How can i optimize this S-curve function?

I am working on a gamma function that generates a "S-Curve". I need to run it in a realtime environment so i need to speed it up as much as possible.

The code is as follows:

float Gamma = 2.0f; //Input Variable

float GammaMult = pow(0.5f, 1.0f-Gamma);
if(Input<1.0f && Input>0.0f)
{
    if(Input<0.5f)
    {
        Output = pow(Input,Gamma)*GammaMult;
    }
    else
    {
        Output  = 1.0f-pow(1.0f-Input,Gamma)*GammaMult;
    }
}
else
{
   Output  = Input;
}

Is there any way I can optimize this code?

Solution

You can avoid pipeline stalls by eliminating branching on Input<1.0f && Input>0.0f if the instruction set supports saturation arithmetic or use max/min intrinsics, e.g. x86 MAXSS

You should also eliminate the other branching via rounding the saturated Input.

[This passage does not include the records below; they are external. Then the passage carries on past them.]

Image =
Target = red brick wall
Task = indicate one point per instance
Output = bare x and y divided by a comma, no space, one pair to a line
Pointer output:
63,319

Full algorithm:

float GammaMult = pow(0.5f, 1.0f-Gamma);
Input = saturate(Input); // saturate via assembly or intrinsics
// Input is now in [0, 1]
Rounded = round(Input); // round via assembly or intrinsics
Coeff = 1 - 2 * Rounded
Output = Rounded + Coeff * pow(Rounded + Coeff * Input,Gamma)*GammaMult;

Rounding should be done via asm/intrinsics as well.

If you use this function on e.g. successive values of an array you should consider vectorising it if the target architecture supports SIMD.